I Pasdaran iraniani rispondono a Donald Trump minacciando «azioni devastanti», mentre i leader politici di Teheran aprono, anche se in modo molto cauto, al negoziato per trovare un accordo di pace. «Sarebbe meglio arrivare a una soluzione e metter fine alla guerra ora, quando disponiamo di forza e dignità e il mondo intero riconosce la nostra vittoria», ha detto ieri il presidente iraniano Masoud Pezeshkian a media iraniani.

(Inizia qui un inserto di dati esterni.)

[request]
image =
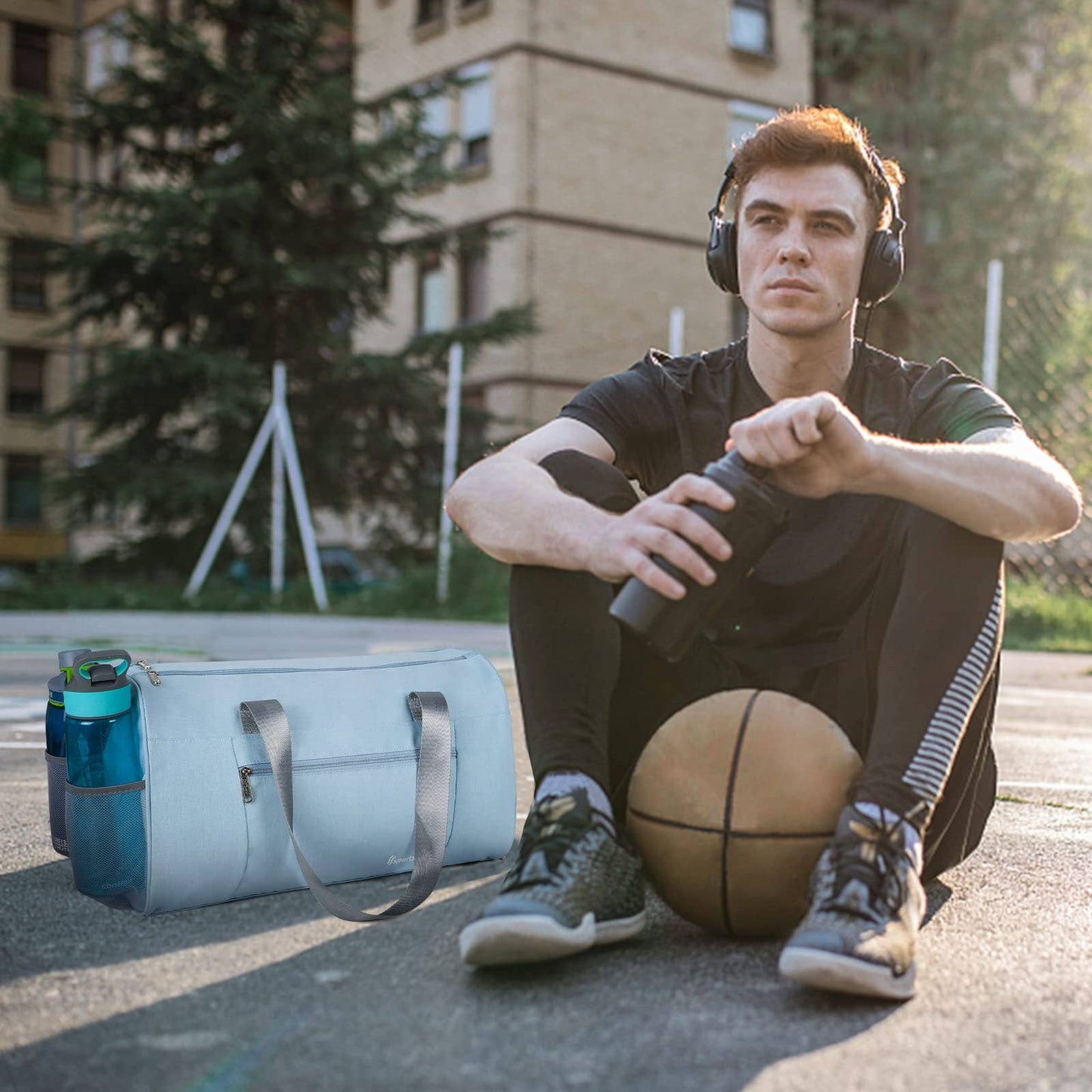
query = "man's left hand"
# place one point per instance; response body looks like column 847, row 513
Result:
column 815, row 446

Domande di approfondimento generate da 24Ore AI

Pezeshkian, la massima autorità eletta dell’Iran, si è unito così al ministro degli Esteri Abbas Araghchi e al capo negoziatore Mohammad Bagher Ghalibaf, che da mesi insistono sul dialogo per chiudere il conflitto, anche ascoltando le necessità di un Paese in profonda crisi economica e sociale: la stessa intesa di massima per il cessate il fuoco accettata dagli Stati Uniti e poi miseramente sconfessata, con nuovi bombardamenti e il doppio blocco a Hormuz, era stata promossa da loro.

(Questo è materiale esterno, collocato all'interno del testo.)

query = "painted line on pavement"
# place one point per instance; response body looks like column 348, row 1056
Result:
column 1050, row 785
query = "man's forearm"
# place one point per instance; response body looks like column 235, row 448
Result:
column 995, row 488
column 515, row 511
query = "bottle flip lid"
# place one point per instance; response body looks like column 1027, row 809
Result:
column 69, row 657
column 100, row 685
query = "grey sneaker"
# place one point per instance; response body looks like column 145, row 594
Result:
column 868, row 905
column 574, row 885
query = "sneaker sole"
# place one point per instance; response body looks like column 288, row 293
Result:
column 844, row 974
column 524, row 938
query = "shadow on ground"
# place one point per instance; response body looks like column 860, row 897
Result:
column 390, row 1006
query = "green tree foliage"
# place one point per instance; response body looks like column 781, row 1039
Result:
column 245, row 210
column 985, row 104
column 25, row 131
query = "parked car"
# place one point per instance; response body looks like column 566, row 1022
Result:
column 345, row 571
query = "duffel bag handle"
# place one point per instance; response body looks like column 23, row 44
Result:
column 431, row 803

Il regime degli ayatollah si divide – come spesso è già accaduto, almeno nelle dichiarazioni pubbliche – in attesa che gli Stati Uniti facciano capire meglio quali saranno «le misure economiche senza precedenti» che verranno messe in atto per «isolare completamente l’Iran». Lunedì toccherà al segretario al Tesoro, Scott Bessent, dare senso alle affermazioni di Trump dei giorni scorsi. E spiegare nei dettagli in che modo si muoveranno gli Stati Uniti, che già hanno richiamato all’ordine gli alleati chiedendo collaborazione per rendere efficaci le nuove sanzioni. Ma l’appello dell’amministrazione americana si è rivolto soprattutto ai partner commerciali, aprendo un confronto difficilissimo con l’India, la Turchia e la Cina, che acquista oltre l’80% del petrolio iraniano trasportato via mare.

«Qualsiasi Paese che consenta alle proprie istituzioni finanziarie, aziende, aeroporti o enti governativi di fornire aiuti all’Iran dovrà affrontare enormi conseguenze economiche», ha scritto Trump sui social giovedì. E Bessent è stato ancora più esplicito, parlando direttamente anche ai leader di Pechino: «Faremo crollare questo regime, saranno le sanzioni più dure della storia. Ed è giunto il momento – ha detto – che i nostri alleati e il resto del mondo prendano una decisione: o con noi o contro di noi».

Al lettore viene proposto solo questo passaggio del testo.